We were able to hire an aide to help her during the daylight hours — make meals, clean up, and help with other chores that she was now unable to do herself. But my mom was also stubborn and refused to have anyone there at night or to wear any kind of emergency button in case she needed help. I spent most of the time with her at my home 40 minutes away. We needed some way of making sure she was okay when she was the only person in the apartment.

I got her an Amazon display in hopes it would be the start of a smart home system that would keep her safe and active. It was all dependent on my mother’s opinion of the device, she was always excited about having a home telephone. The Echo’s eight-inch screen was large enough for her to be able to view it easily but small enough so it wouldn’t overwhelm the room. She could interact with the personal assistant, while the camera would allow me to interact with her remotely. I put it up and talked to her.

I believe we could use it as a way to communicate. That was a failure. My mother was a huge fan of using a phone but wasn’t that fond of using it herself, even though she liked “see the person you’re talking to” She said that it was not for her.

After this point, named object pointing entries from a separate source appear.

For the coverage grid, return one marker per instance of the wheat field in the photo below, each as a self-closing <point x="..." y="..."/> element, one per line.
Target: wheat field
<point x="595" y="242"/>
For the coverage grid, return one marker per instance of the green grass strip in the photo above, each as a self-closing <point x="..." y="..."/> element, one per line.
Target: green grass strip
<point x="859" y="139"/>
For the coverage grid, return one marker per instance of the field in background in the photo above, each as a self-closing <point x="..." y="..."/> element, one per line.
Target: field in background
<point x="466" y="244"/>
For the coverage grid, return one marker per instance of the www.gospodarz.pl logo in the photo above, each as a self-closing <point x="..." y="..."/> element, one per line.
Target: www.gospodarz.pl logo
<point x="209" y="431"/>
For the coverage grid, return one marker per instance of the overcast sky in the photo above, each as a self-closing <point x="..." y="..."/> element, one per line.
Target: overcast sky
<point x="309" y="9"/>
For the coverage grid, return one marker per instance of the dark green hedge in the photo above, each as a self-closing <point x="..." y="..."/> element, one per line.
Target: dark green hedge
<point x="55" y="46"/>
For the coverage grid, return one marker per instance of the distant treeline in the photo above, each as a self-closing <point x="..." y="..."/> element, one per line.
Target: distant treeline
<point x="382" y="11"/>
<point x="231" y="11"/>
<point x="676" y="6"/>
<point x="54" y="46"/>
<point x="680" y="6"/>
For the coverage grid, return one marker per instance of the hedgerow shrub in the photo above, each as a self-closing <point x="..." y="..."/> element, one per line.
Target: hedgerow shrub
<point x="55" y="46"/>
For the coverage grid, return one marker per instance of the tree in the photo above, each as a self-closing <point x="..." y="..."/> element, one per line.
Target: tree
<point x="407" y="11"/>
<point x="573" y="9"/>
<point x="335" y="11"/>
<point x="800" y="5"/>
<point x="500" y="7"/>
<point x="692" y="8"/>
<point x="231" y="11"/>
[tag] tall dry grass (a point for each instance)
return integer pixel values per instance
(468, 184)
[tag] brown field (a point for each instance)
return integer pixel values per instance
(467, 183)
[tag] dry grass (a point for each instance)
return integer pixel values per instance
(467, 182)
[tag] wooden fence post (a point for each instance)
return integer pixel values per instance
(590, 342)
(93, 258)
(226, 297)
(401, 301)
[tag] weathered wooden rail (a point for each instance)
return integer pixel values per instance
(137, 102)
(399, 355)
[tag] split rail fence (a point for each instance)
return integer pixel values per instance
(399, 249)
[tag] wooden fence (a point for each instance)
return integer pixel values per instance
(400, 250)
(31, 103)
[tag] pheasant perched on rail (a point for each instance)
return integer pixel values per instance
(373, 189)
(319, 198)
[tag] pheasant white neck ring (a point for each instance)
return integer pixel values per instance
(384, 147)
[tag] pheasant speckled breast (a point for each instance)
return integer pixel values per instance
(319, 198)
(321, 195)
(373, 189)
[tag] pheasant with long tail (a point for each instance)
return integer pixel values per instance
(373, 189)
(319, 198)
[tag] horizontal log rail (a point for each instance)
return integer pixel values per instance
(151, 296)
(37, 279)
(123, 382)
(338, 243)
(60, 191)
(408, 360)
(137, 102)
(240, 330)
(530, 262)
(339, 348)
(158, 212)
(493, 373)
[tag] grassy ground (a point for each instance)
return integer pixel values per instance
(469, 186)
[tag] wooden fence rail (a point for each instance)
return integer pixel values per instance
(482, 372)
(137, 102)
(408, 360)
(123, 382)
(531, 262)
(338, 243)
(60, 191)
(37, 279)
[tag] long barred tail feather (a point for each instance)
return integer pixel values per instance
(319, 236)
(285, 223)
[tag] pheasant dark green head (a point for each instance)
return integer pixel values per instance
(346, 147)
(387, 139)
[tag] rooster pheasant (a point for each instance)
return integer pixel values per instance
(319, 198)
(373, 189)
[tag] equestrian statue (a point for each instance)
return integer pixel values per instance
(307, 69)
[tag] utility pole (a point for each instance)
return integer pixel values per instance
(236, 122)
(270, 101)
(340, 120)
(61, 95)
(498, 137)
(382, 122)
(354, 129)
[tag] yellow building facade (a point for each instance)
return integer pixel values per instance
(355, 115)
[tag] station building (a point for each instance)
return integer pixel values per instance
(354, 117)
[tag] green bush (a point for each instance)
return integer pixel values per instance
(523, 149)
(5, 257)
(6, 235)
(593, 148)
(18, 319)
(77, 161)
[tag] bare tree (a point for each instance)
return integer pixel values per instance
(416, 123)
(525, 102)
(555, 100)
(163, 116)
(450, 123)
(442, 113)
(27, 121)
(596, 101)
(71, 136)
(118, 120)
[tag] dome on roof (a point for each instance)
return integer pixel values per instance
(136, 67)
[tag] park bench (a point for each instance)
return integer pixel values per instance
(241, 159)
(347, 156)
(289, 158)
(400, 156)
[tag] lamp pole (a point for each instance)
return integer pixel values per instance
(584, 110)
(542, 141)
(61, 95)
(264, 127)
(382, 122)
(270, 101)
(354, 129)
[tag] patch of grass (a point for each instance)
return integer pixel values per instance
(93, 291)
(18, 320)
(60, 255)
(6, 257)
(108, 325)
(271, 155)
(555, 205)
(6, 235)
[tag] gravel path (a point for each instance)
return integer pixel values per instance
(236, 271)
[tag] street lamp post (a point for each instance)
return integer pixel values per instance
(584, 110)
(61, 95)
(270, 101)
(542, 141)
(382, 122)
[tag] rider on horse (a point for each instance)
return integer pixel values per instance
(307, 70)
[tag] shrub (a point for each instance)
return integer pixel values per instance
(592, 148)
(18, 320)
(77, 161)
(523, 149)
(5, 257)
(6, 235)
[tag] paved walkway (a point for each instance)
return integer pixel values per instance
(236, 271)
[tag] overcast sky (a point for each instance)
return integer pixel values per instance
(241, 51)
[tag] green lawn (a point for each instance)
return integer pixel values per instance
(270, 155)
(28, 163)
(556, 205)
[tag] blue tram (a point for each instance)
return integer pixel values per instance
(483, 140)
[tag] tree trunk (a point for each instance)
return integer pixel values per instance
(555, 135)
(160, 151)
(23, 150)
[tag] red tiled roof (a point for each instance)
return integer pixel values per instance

I thought there was a feature called the drop-in. It could be used to watch what was happening in the apartment. The Den was a small room in the kitchen where my mom used to have her meals, and it’s where the Echo Show was placed, so that it could only be seen from there. The one time I suggested that I put cameras around the apartment, I got one of her looks — the one that made me feel as if I were five years old again. A camera in the bedroom? No way.

Amazon’s Voice Assistant is Just As Good as App Stores: Why You Shouldn’t Have an App Store, Unless You’re a Smart TV

Amazon tried to make skills happen. The company steadily rolled out new tools for developers, paid them in AWS credits and cash when their skills got used (though it recently stopped doing so), and tried to make skill development practically effortless. There are over 160,000 skills that can be found on the platform, and all that effort paid off. That pales next to the millions of app store apps on smartphones, but it’s still a big number.

If you know the skill you’re looking for, the system is a little better. You can say “Alexa, open Nature Sounds” or “Alexa, enable Jeopardy,” and it’ll open the skill with that name. But if you don’t remember that the skill is called “Easy Yoga,” asking Alexa to start a yoga workout won’t get you anywhere.

Child says that Volley’s players use a device with a screen. He says that they are long on smart TVs. “Every single smart TV that’s sold now has a microphone in the remote. I think it would make sense to have casual voice games.

One of the reasons for the success of the app stores is because they have good Facebook ads, he says. The pipeline from a hyper-targeted ad to an app install has been ruthlessly perfected over the years, and there’s just nothing like that for voice assistants. The nearest equivalent is probably people asking their Alexa devices what they can do — which Child says does happen! There is no competing with the amount of social scrolling and in-feed ads. “Because you don’t have that hyper-targeted marketing, you end up having to do broad marketing, and you have to build broad games.” The games Jeopardy and Millionaire appeal to everyone.

These are hardly unique challenges, by the way. Mobile app stores have similar huge discovery problems, issues with monetization, sketchy subscription systems, and more. The solution was that you shouldn’t need an app store, and wouldn’t even need it with Amazon’s voice assistant. You should just be able to ask for what you want, and Alexa can go do it for you.